The last digit must be: 0, 2, 4, 6, 8 . . . 5 choices.

Each of the other four digits has 10 choices.

Answer: .$\displaystyle 4 \times 5 \times 10^4 \:=\:200,\!000$

3. Originally Posted by william
Find the number of 6 digit numbers that can be formed using the digits 0 to 9 if:

a) each digit number be different
You can choose any of the 10 digits to be first, any of the remaining 9 digits to be next, any of the remaining 8 digits to be next, ..., down to any of the remaining 5 remaining digits to be the last, 6th digits. There are 10*9*8*7*6*5= 10!/(10-4)!= 9!/4! such digits.

b) digits may be repeated
Now you can choose any of 10 digits to be first, any of those same 10 digits to be next, etc. There are $\displaystyle 10^6$ such digits.

c) at least one 5 is included
If digits can also be repeated, which I assume since you say "at least one 5 is included", then you can do this by selecting a 5 first, then any of 10 digits for the remaining 5 digits: that is $\displaystyle 10^5$. Since that single 5 can be in any of the 6 places, the total number of such numbers is $\displaystyle 6(10^5)$.

d) the number is even,greater than or equal to 600,000, with repetition of digits allowed
The first digit must be 6, 7, 8, 9, four choices and the last digit must be one of 0, 2, 4, 6, 8, five choices. The other 4 digits can be any of the 10 digits. There are $\displaystyle 4(5)(10^5)= 2000000$ such numbers.

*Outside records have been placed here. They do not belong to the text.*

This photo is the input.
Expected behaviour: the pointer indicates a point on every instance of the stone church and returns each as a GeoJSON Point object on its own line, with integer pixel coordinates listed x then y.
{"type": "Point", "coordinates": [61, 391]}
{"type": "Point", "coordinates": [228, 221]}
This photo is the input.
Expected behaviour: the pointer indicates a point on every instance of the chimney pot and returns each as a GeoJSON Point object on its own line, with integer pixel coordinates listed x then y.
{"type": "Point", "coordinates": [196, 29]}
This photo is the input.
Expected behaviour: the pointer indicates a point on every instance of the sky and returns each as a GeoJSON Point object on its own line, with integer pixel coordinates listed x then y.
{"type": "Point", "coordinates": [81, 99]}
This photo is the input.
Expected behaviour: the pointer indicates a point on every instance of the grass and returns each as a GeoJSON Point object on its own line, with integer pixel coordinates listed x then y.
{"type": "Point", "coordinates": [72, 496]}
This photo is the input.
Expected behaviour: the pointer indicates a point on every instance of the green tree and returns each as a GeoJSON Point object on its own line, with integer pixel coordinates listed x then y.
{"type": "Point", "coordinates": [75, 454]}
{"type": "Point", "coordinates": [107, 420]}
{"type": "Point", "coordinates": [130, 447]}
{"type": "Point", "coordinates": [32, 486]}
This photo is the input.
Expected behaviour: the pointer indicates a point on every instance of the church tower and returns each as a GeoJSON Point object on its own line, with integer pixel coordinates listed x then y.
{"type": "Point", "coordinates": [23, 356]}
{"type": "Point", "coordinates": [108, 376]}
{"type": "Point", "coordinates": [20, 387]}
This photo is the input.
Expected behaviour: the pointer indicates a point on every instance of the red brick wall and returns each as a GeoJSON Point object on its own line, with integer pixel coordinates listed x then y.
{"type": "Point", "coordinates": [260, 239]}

As usual Soroban got in ahead of me. Blast him!

4. Originally Posted by Soroban
Hello, william!

I will assume that the number may not begin with 0 (zero).

The first digit cannot be zero: 9 choices.

The second digit can be any of the other 9 other digits.
The third digit can be any of the other 8 digits.
The fourth digit can be any of the other 7 digits.
The fifth digit can be any of the other 6 digits.
The sixth digit can be any of the other 5 digits.

Answer: .$\displaystyle 9 \times 9 \times 8 \times 7 \times 6 \times 5 \:=\:130,\!080$

The first digit has 9 choices.
Each of the other five digits has 10 choices.

Answer: .$\displaystyle 9 \times 10^5 \:=\:900,\!000$

In part (b), we saw that there are $\displaystyle 900,\!000$ possible numbers.

Consider the numbers that have no 5's.

The first digit has 8 choices (not 0 and not 5).
Each of the other five digits has 9 choices.
Hence, there are: .$\displaystyle 8 \times 9^5 \:=\:472,392$ numbers with no 5's.

Answer: .$\displaystyle 900,\!000 - 472,\!392 \:=\:427,608$

The number is $\displaystyle \geq 600,\!000$
The first digit must be: 6, 7, 8, or 9 . . . 4 choices.

The number is even.
The last digit must be: 0, 2, 4, 6, 8 . . . 5 choices.

Each of the other four digits has 10 choices.

Answer: .$\displaystyle 4 \times 5 \times 10^4 \:=\:200,\!000$

thank you! for a) you mean 136,080, right?